The Phils don't giggle at the thought of facing Enrique Romo. The ball materializes out of a spasm of herks and jerks. Normally, he is one of the stranglers in a Pirates bullpen. But games are slipping from the bullpen's grasp every day now.

 

"We had runners at first and third and the infield was in," Luzinski reasoned. "All I had to do was hit it hard. A gapper, a fly, anything scored a run."

 

Luzinski's single was a little slap to right field. It was neither the stuff of Schmidt's seventh-inning tracer over the center-field wall, nor of Bake McBride's perfect (4-for-4) evening of offensive brilliance.

 

"We got couple of hits tonight like the Dodgers did against us," Luzinski said, referring to the three-game sweep they suffered over the weekend in Chavez Ravine. "It was just good placement on them as much as anything else. That's what really frustrates the other ball club."

 

It was, at best, a frustrated Vet crowd that greeted the Phils. Catcalls howled from the stands at times. Not only had the attack of Luzinski and Schmidt gone kaput as often as ka-boom lately, the Phils' boom on the West Coast went bust somewhere south of Marin County.

 

"Well, to people who know baseball, who know the history of our West Coast trips, a 6-5 trip would be great," Luzinski said. "We have a history of going out there and really being buried. But this time we had a chance (a 6-2 start, to win a lot of games."

 

The Eastern Division is twitching along worse than Romo's most wicked deliveries. No one pulls away here, they pull through. It is a survival test. Teams scrape the bottom of their reserves and if anything at all is dredged up, it is better than coming up empty.

 

"It was like the last game of the... well, I was gonna say the World Series, but I've never been in that," Schmidt said.

 

If the Phils should struggle into the World Series, American sports journalism may never be the same.

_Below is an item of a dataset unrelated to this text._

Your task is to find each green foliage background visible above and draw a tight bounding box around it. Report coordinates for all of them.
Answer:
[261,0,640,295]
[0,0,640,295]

McBride, repeating his performance after a 5-for-5 game earler this year, refused to talk at all with writers.

 

Fitzgerald wrote in Tender Is the Night that "The strongest guard is placed at the gateway to nothing.... perhaps because the disclosure of emptiness is so shameful."

 

Luzinski's bat may not thunder and the Phillies may not talk, but it is the Pirates who are journeying into the night. And it is the Pirates who are coming up empty.